Geht nicht bei allen Spinnern, da ist dann der Abstand zur oberen Öse zu gering um den Körper ganz nach oben schieben zu können. Alternativ kann man den Draht natürlich auch komplett neu biegen.


----------



## friedus (31. März 2014)

*AW: Mepps Aglia Größe = Hakengröße?*

Ich habe etwas zum Größenvergleich gefunden. Zwar weiß ich nicht ob es wirklich 1:1 hinkommt, aber ich werde heute Abend mal einen Drilling anlegen:

(Bild am Besten auf dem PC speichern da es sich an den Browser anpasst und so die Größen falsch darstellt)

http://www.mustad.no/catalog/mikpublish/img/529.gif



Was haltet ihr davon? Kommt das in etwa hin?


----------



## friedus (31. März 2014)

*AW: Mepps Aglia Größe = Hakengröße?*

Hallo Zusammen,

ich habe den Drilling des Mepps Aglia größe 2 angelegt.
Er stimmt zu 100% mit der Hakengröße 6 des Bildes überrein.
Das bringt mich einen gewalltigen Schritt weiter.

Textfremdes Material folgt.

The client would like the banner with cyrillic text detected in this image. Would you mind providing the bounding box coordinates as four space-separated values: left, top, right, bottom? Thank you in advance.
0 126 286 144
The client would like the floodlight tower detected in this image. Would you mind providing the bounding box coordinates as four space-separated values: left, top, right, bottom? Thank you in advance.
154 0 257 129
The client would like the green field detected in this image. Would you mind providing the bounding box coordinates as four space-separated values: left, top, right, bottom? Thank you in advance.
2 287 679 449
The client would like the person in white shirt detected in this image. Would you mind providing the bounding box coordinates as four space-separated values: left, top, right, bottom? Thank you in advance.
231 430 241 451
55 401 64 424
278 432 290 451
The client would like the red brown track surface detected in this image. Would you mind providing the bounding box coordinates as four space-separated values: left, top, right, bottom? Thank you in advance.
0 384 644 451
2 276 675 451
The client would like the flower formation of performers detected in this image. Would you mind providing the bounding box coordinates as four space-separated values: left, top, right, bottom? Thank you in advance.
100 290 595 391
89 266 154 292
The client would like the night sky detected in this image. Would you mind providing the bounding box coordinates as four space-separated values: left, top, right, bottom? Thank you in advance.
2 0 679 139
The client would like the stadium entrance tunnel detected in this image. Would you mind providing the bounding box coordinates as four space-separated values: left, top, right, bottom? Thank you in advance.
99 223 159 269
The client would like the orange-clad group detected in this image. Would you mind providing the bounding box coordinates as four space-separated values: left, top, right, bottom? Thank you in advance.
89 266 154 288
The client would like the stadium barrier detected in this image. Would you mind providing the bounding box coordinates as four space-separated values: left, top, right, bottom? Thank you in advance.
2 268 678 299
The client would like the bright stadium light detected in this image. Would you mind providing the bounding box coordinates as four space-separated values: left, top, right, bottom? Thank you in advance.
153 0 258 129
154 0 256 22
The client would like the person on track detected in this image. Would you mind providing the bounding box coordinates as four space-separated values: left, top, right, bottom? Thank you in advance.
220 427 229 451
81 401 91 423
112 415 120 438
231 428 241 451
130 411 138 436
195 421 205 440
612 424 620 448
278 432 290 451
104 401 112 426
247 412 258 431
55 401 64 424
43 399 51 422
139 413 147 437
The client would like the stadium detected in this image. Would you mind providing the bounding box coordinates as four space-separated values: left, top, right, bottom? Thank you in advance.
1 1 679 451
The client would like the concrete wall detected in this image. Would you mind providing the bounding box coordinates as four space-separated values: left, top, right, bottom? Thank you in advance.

Vielen Dank an alle und vielleicht hilft dem einen oder anderem diese Übersicht die Größe eines Drillings zu bestimmen


----------



## Bulettenbär (31. März 2014)

*AW: Mepps Aglia Größe = Hakengröße?*

Größenabbildungen gibts auch im Gerlinger-Katalog und in diversen Büchern. Auch die google-Bildersuche bringt manchmal Drillinge auf Milimeterpapier. 
Größe des Drillings so wählen das dieser so breit wie das Spinnerblatt ist. Evtl. minimal größer. Das gilt auch für Einzelhaken.


----------



## j.Breithardt (31. März 2014)

*AW: Mepps Aglia Größe = Hakengröße?*



friedus schrieb:


> Lässt sich aber schwierig "auf die Schnelle" austauschen oder?


 

Dafür brauche ich nicht mehr als 10 Sekunden.:m


----------



## Purist (31. März 2014)

*AW: Mepps Aglia Größe = Hakengröße?*



friedus schrieb:


> Vielen Dank an alle und vielleicht hilft dem einen oder anderem diese Übersicht die Größe eines Drillings zu bestimmen



Wenn du dir 100% sicher sein willst, lade dir den aktuellen VMC Katalog herunter. Wenn du den auf 100% in einem PDF Viewer betrachtest, siehst du die Hakengrößen 1:1, gleiches gilt für einen unskalierten Ausdruck davon. Da sind auch Hakenmodelle drin, die den Meppshaken so gut wie völlig gleichen.


----------



## friedus (31. März 2014)

*AW: Mepps Aglia Größe = Hakengröße?*

Die Abbildung oben hat eine 100% Übereinstimmung mit dem Mepps Haken. Hab mir gleich ein paar 6er zum basteln bestellt. 
Lass die Fliegen spinnen


----------